確かに経年劣化が原因の損害は火災保険の対象外です。しかしそれなら、劣化の中に自然災害でしか起こりえない損害現象を見抜く必要があるのです。しかし、保険会社は積極的にこのことを教えてくれません。

これだけ変わる損害調査を依頼する必要性

私達のお客さまには保険会社や共済から次のようなことを言われて、そうですかと納得している例が少なくありません。

「もう家が古いから、(経年劣化だから)保険は使えません。」

「原因がはっきりしなければ保険は使えません。」

あなたはこのようなことを言われたことはありませんか?

あるお客様が、屋根漆喰の破損が原因で雨漏りが発生し、お客様ご自身で火災保険申請をしました。
しかし鑑定の結果、「劣化」と判断され、提示された保険金額は0円。

保険会社の対応は悪く、どうしても納得のいかないお客様から、弊社に直接お問合せがありました。
弊社にて再調査を実施しました。写真撮影を実施し、お客様が保険会社に再申請すると・・・

保険金は出ませんと言われても諦めてはいけません。何故なのか検証する必要があります。

なんと、その結果230万円が支払われました。

追加の申請で成功したケース

とある工場では、屋上の防水シートが台風で剥がれて、お客様ご自身で火災保険申請。
鑑定の結果も拝見したところ、適正に認められていました。普通ならこれで万事OKなはずですが・・・

このような場合でも「申請もれ」というケースがあります。
私たちは再調査の依頼を受け、併設倉庫の雨樋の破損を発見。倉庫には単独の保険証券が存在しました。

追加申請を行なった結果、

保険会社は原則申請された箇所しか査定しません。他にも損害があるなら契約者は自ら探して申告しなければならないのです。

保険会社は追加認定し、220万円が支払われました。
なぜこのようなことになるのでしょうか?
保険会社は原則申請された箇所しか査定しません。他にも損害があるなら契約者は自ら探して申告しなければならないのです。

損害調査の必要性

以上のように契約者が単独で申請する場合は、保険事故であることを拒否される場合もあります。
また請求箇所は一つの場合が多く、保険会社はわざわざ申告のない複数箇所の損害を査定してくれることは滅多にありません。
ここに損害調査の必要性があります。
今まで、保険会社が自ら損害を指摘してくれるケースは希といっていいでしょう。

※経年劣化でも普通に保険申請する同業者もいることは確かです。ここは一歩間違えると不正請求につながりますので注意が必要です。

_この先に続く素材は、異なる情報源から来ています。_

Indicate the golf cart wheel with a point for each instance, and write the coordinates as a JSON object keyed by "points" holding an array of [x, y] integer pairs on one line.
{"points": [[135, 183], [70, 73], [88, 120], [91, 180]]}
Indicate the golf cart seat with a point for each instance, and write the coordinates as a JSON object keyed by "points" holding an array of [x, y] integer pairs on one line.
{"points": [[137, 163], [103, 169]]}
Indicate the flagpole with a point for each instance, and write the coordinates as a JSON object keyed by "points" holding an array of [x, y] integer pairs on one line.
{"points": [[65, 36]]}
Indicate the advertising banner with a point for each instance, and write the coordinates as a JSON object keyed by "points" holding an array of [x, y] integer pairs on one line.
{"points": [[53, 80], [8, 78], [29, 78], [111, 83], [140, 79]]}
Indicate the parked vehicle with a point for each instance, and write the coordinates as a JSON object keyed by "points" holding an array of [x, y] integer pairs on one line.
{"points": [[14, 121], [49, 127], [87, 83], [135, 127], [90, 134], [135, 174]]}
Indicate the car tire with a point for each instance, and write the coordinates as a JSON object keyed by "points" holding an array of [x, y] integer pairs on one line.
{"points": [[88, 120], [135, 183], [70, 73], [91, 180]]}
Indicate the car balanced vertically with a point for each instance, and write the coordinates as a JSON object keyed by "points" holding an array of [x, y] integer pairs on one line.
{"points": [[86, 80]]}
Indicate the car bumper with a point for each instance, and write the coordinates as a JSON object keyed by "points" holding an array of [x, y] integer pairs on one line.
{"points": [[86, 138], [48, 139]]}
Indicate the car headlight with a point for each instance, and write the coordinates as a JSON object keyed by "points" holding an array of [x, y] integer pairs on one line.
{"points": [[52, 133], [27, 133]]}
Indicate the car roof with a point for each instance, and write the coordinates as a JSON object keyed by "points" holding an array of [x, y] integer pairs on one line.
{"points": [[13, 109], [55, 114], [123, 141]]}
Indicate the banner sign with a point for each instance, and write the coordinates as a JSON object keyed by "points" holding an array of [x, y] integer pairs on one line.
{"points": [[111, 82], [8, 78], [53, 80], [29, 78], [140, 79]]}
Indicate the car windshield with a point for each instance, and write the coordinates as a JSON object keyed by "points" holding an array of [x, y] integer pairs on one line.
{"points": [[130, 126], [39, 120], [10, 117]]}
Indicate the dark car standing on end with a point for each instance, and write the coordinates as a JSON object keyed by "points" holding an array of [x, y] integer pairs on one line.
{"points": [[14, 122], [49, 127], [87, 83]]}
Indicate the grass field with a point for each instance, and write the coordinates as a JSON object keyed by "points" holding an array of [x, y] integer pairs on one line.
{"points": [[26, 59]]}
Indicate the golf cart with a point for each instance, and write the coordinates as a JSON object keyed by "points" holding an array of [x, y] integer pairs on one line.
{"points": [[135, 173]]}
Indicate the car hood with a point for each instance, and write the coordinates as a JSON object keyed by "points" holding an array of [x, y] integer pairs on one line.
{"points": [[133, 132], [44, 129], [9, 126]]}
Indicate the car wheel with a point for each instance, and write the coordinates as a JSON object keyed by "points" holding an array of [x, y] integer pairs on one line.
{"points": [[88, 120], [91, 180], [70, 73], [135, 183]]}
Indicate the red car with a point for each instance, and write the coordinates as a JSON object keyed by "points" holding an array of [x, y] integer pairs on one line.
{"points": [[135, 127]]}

以上、現在の火災保険申請の現場で、普通によく起こっていることを解説しました。我々は保険会社を敵にしているわけではありません。損害調査は単なる知識ではなく、現場における損害を見抜く眼が必要であると強く思います。また損害を査定する日本損害保険協会の登録鑑定人が、保険会社の不払いに加担することなく、真に第三者の視点で損害査定されることを望みます。